Filter analysis (CNN)

Another opportunity to look at TFBS as instrumental in LTR classification was via filter analysis of the CNN model. Figure 3c shows the top 20 results from the comparison of first-layer convolutional filters to JASPAR database TFBS, sorted based on the number of motif hits. gProfiler GOSt functional analysis shows results similar to the above paragraph, however in this case, only response to stimulus was present as a subset of TF-specific terms, embodied by the only common hit with the above analysis in DREBD1B. Filter analysis brought up several E2F and ERF family members’ binding sites. While the former are cell-cycle progression regulators, the latter are ethylene responsive factors that may have been used by the model as a negative indicator of LTR sequences (analogically to SHAP results in GBC above).

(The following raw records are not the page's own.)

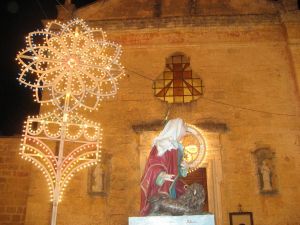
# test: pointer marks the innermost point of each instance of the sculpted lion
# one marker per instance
(191, 202)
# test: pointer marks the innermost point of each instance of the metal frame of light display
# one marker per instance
(76, 68)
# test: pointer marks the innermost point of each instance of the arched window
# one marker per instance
(178, 84)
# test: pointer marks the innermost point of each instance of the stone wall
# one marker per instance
(14, 183)
(251, 77)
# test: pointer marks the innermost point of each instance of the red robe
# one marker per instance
(168, 162)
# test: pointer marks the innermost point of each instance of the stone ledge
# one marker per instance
(180, 22)
(207, 219)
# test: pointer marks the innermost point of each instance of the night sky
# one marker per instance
(20, 18)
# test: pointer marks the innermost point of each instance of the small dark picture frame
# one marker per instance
(241, 218)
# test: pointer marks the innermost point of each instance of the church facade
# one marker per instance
(239, 88)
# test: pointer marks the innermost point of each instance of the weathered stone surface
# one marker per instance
(251, 72)
(174, 220)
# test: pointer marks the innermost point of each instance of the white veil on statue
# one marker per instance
(168, 138)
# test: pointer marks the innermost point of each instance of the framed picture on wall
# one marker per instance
(98, 177)
(241, 218)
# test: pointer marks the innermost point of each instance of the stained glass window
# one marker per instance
(178, 84)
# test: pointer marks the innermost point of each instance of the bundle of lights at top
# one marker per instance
(75, 68)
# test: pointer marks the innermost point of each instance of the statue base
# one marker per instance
(207, 219)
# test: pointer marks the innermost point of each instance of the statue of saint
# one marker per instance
(266, 176)
(98, 175)
(164, 165)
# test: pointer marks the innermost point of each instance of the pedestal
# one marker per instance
(207, 219)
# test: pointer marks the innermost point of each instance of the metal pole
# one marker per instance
(56, 193)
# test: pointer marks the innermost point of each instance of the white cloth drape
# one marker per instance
(168, 138)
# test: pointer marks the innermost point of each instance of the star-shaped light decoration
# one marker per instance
(70, 61)
(74, 67)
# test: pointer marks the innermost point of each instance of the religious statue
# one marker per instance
(266, 176)
(161, 186)
(98, 179)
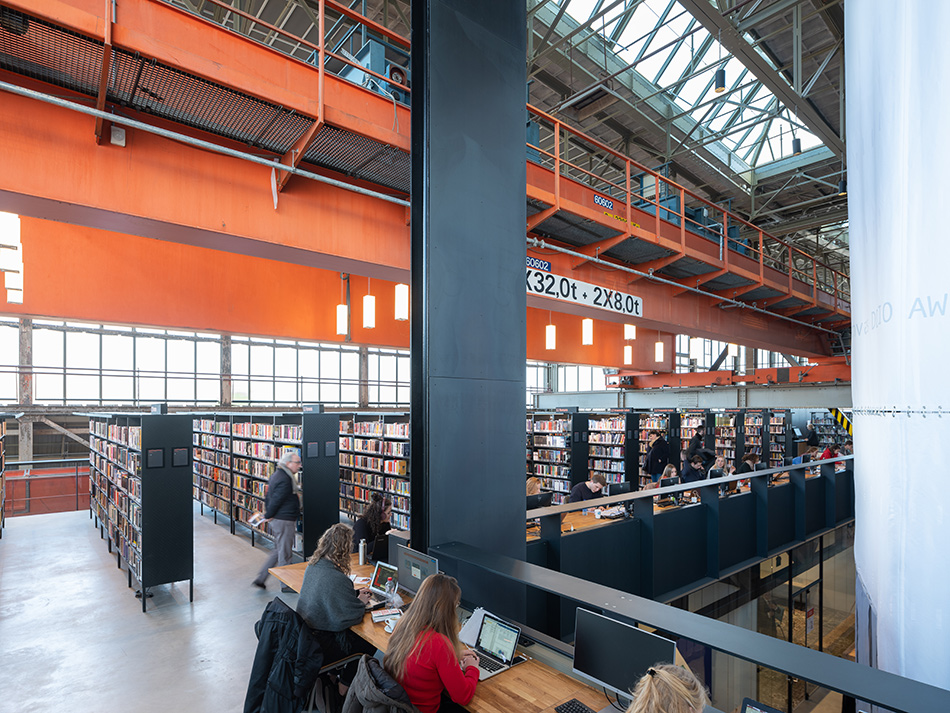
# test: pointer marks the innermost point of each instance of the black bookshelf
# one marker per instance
(140, 481)
(755, 434)
(374, 457)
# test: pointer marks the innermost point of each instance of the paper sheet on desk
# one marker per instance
(469, 632)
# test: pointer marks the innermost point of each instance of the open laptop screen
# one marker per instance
(498, 638)
(382, 573)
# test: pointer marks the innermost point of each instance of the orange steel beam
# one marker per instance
(815, 374)
(180, 39)
(538, 218)
(214, 201)
(693, 314)
(295, 155)
(104, 75)
(205, 199)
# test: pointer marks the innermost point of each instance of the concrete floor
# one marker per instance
(74, 636)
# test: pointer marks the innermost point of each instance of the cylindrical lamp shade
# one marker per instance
(369, 312)
(341, 319)
(695, 348)
(402, 302)
(13, 280)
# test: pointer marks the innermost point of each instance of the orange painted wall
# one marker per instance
(80, 273)
(84, 274)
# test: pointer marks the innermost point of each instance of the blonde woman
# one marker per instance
(330, 605)
(424, 652)
(668, 689)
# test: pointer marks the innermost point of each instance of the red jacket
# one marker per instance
(433, 667)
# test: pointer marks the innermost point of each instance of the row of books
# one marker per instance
(129, 436)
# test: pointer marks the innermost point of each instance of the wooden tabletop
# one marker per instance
(529, 687)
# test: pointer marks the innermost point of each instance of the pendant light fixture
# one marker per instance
(402, 302)
(369, 306)
(342, 309)
(695, 348)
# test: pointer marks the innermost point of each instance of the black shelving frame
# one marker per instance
(145, 488)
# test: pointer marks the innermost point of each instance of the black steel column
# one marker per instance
(468, 292)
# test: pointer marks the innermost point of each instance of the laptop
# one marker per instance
(377, 584)
(750, 706)
(495, 646)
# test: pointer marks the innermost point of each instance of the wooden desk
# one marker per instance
(529, 687)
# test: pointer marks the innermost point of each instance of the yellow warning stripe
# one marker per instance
(842, 420)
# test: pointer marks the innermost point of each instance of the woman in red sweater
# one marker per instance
(424, 652)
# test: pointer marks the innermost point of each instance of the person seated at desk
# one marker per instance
(657, 457)
(589, 489)
(373, 524)
(832, 451)
(749, 461)
(666, 688)
(330, 605)
(425, 654)
(809, 455)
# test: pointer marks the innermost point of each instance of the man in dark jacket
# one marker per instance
(281, 510)
(657, 457)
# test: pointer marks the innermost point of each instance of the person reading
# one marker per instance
(425, 655)
(330, 605)
(589, 489)
(666, 688)
(373, 524)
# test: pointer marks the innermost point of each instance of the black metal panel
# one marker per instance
(844, 496)
(814, 506)
(320, 477)
(604, 555)
(167, 513)
(468, 296)
(781, 517)
(679, 548)
(736, 529)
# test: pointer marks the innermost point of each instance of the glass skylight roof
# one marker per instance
(677, 54)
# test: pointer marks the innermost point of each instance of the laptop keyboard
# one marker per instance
(573, 706)
(488, 664)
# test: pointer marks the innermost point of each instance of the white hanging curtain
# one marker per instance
(898, 106)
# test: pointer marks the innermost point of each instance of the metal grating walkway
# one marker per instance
(43, 51)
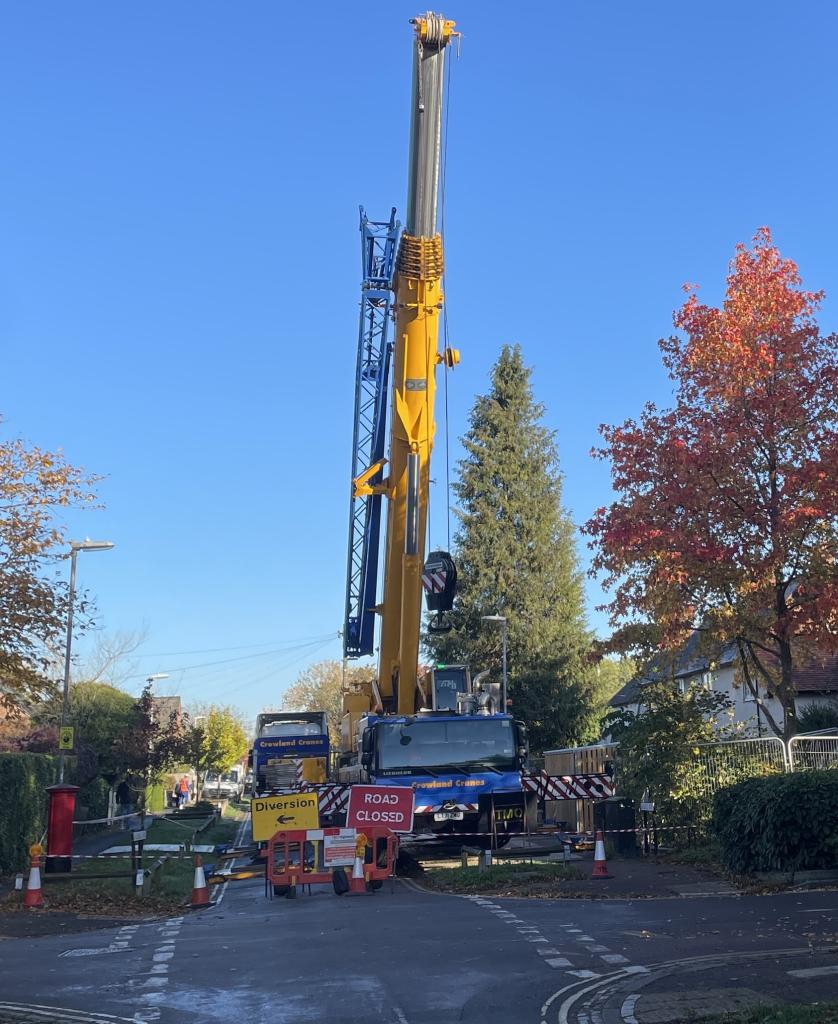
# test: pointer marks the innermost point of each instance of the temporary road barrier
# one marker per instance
(310, 856)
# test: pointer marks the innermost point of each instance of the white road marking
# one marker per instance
(627, 1010)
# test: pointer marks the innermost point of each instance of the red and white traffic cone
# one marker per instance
(357, 883)
(34, 896)
(200, 891)
(600, 868)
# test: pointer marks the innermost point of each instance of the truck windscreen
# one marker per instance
(431, 742)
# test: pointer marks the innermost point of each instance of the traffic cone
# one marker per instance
(200, 891)
(34, 897)
(357, 883)
(600, 868)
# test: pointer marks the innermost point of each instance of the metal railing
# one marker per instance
(808, 753)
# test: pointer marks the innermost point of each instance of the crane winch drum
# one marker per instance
(440, 584)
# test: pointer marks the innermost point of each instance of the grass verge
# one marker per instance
(81, 893)
(823, 1013)
(502, 880)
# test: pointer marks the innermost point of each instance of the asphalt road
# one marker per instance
(410, 957)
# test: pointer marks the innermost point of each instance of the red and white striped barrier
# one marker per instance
(592, 786)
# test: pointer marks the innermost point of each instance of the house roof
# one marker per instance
(687, 662)
(820, 676)
(166, 707)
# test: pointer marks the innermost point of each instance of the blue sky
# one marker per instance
(179, 261)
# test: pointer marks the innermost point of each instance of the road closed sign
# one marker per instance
(273, 814)
(390, 806)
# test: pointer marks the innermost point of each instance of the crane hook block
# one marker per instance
(440, 583)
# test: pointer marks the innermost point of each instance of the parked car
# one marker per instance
(227, 785)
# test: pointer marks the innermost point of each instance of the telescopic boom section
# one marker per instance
(419, 303)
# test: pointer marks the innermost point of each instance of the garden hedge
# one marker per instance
(24, 778)
(779, 822)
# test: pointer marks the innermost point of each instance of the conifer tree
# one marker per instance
(516, 557)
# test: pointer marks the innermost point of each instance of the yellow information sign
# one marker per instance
(273, 814)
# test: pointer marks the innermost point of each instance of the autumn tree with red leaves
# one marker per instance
(725, 519)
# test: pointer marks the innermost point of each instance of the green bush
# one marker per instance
(93, 797)
(24, 778)
(779, 822)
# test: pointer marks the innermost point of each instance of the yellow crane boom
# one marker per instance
(416, 354)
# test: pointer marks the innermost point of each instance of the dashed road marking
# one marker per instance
(627, 1010)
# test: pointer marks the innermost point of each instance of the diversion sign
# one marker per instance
(292, 747)
(273, 814)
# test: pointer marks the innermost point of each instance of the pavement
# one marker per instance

A complete list of evaluated filters/TFBS and their presence as filters in the CNN model is provided as Supplementary File 11.

DeepExplainer (CNN)

The DeepExplainer module was implemented to visualize the location of sequence positions with the highest SHAP values in the CNN-LSTM model (Fig. 4a). To visualize the alignment of possible signals between different sequences, the sequences were aligned by their first base (start), predicted TATA box, predicted transcription start site (TSS), and their last base (end) and shown as line graphs and heatmaps. In both the averaged line graph values and the heatmaps, three signals pop up as locations instrumental in LTR classification. They are the first few and the last few bases of the LTRs, as well as the TATA box predicted with TSSPlant [56]. It is also apparent in the CNN model, that the 5’ ends of the LTRs have a higher density of informative k-mers than their 3’ ends, possibly reflecting a typical TFBS position upstream of the TSS.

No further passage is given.